Johnny Calderin and Cesar Hernandez-Canton wanted to put the glamour back in going to the movies. So they did what any self-respecting cineastes would do: They bought their own theater, the Alcazar Cinematheque in Coral Gables, which they rechristened the Absinthe House Cinematheque.
Calderin, age 23, and Hernandez-Canton, age 25, grew up together in the Gables. Their fondest moviegoing memories are of sitting in the balcony as kids watching films at the spectacular Art Deco Miracle Theatre. These days they attend plays rather than movies at the Miracle, now home to the Actors' Playhouse. And the boom in impersonal movie megaplex construction bringing close to 260 new screens to South Florida (tomorrow the Aventura AMC 24 opens) has left them yearning for a movie house with personality.
When Hernandez-Canton's uncle, Mario Ernesto Sanchez, whose International Hispanic Theater Festival has taken over the Alcazar for an entire month every year for the past ten years, gave the duo the inside tip that the theater was for sale, the old friends quickly became partners. They gathered funds to tender a serious offer for the business; after a bit of haggling, they owned the place.
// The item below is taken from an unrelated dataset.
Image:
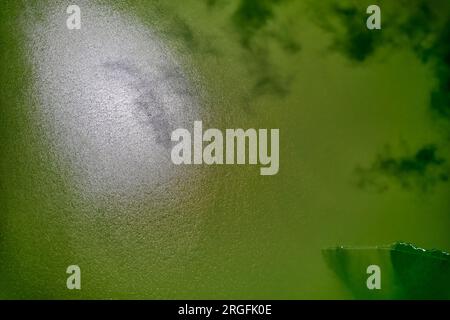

A few weeks of renovations later, the Absinthe House Cinematheque was born, in the first week of July. "We wanted to create a unique place where people could come and hang out and see a movie, and maybe stick around afterward," says Hernandez-Canton. And they did. They moved the box office toward the back of the main lobby and transformed a smaller room off the lobby into a cozy loungelike space furnished with comfy velvet couches and small round cafe tables and chairs they had found at thrift stores. They painted the walls in primary colors. And turned off the fluorescent lights for good. Low light now comes from lamps sitting on corner tables, a few squat candles strewn here and there, a rotating globe-size orb resting on top of the oak and metal bar, and a popcorn machine left over from the former owners. Jazz plays softly on the stereo.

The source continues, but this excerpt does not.